SK On showcases the Ferrari SF90 Spider, the Italian luxury sports carmaker’s first plug-in hybrid model equipped with SK On cells at a battery industry expo in Seoul in March 2022 (Courtesy of SK On) SK On Co., the world’s fifth-largest electric battery maker, may receive money for capacity expansion from its parent company SK Innovation Co. as the cell manufacturer is struggling to raise funds for its $11 billion capital expenditure plan.
SK Innovation, South Korea’s top refiner, on Thursday indicated potential financial support to SK On. Industry sources expected the energy company of the country’s No. 2 conglomerate to seek a rights offering to help the wholly owned battery subsidiary.
“We are closely watching SK On’s fundraising situations and considering various possibilities,” said SK Innovation Chief Financial Officer Kim Yang-seob during an earnings conference call when asked if SK Innovation plans to inject cash into SK On.

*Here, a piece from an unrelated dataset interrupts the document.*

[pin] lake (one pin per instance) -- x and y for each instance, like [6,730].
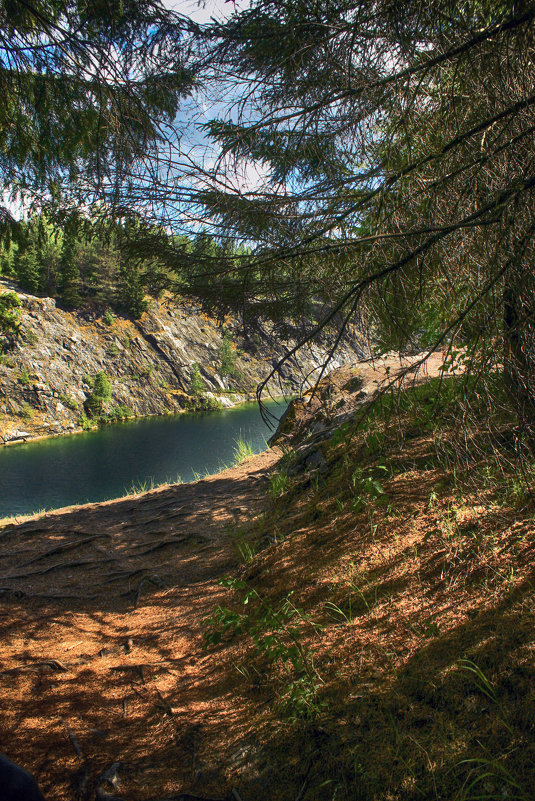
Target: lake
[123,458]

The parent company has been expected to take rescue measures as the battery unit faced tougher conditions to raise money in financial markets, according to investment banking industry sources.
“SK On’s fundraising has been stalled as the situation in financial markets keeps deteriorating,” said one of the sources. “There was market talk that SK Innovation may provide 500 billion-1 trillion won ($353 million-$705 million).”
SK ON STILL IN TALKS FOR PRE-IPO
SK On unveiled a plan to invest 11.3 trillion won in capital expenditures in its half-year earnings statement earlier, but industry sources doubted if the company could meet the spending target, given its weak financial structure and cash flow.
Its total borrowings amounted to 8.5 trillion won on a consolidated basis as of end-June with a debt ratio of 299%. Sustained deficits with a loss before tax of 168.6 billion won in the third quarter are expected to raise the ratio to above 300%.
The company expects a turnaround in the middle of next year, which some industry sources said seemed too optimistic.